La dieta chetogenica nasce come supporto ai pazienti neurologici con epilessia. Prima ancora di questo approccio dietetico, a tali pazienti veniva proposto il digiuno, a seguito del quale si poteva riscontrare un deciso miglioramento.

Dati storici riportano che Ippocrate suggeriva la necessità di limitare le calorie nel trattamento dell’epilessia. Fino al momento della svolta, quando si è scoperto che la dieta chetogenica poteva mostrare effetti terapeutici simili al digiuno [1].

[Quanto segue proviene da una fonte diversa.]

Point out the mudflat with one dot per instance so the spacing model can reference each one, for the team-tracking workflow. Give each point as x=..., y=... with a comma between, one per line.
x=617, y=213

Le cellule cerebrali possono funzionare utilizzando i corpi chetonici (nella fattispecie il β-idrossibutirrato) come substrato energetico: contengono infatti dei trasportatori di monocarbossilati (MCT) che permettono di trasportare i corpi chetonici per ottenere energia.

La riduzione calorica associata ad a una dieta chetogenica (dovuta ad un minore apporto di cibo a causa di una riduzione dell’appetito per effetto dei corpi chetonici), oltre ad avere un effetto neuroprotettivo, migliora la funzione mitocondriale, riducendo la produzione di specie reattive dell’ossigeno. Una dieta chetogenica è in grado ripristinare la guaina mielinica dei neuroni e migliorare il metabolismo neuronale. Può anche influenzare i processi di neurogenesi, ovvero la rigenerazione cerebrale, lo sviluppo di nuove cellule nervose e il loro collegamento nelle reti neuronali [2].

La dieta chetogenica dovrebbe mimare una condizione di digiuno nel corpo, senza avere gli effetti negativi dello stesso, ovvero senza incorre in carenze nutrizionali.

Lo stato di chetosi indotto dalla dieta chetogenica si ottiene aumentando la quota energetica di grassi e riducendo al minimo l’apporto di carboidrati. Può essere espressa come quota di macronutrienti nel seguente range [2].

  • grassi 60–90% (solitamente 70–75%) dell’intero apporto energetico della dieta,
  • carboidrati inferiori a 50 g al giorno (solitamente circa il 5-10% dell’intero apporto energetico della dieta). Da 50 g a 150 g al giorno si parla di Low Carb (che non è detto che induca chetosi).
  • proteine ​​da 1,0-1,2 a 1,7 g per kg di peso corporeo. Questo si valuta anche in base alle necessità del paziente.

Ovviamente non è iperproteica (come molti vogliono far credere pur di sponsorizzare la paleolitica), anche perché un eccesso di proteine, oltre ad affaticare fegato e reni, di fatto andrebbe ad indurre una aumentata sintesi di glucosio (attraverso il pathway della gluconeogenesi epatica) con fallimento dello stato di chetosi.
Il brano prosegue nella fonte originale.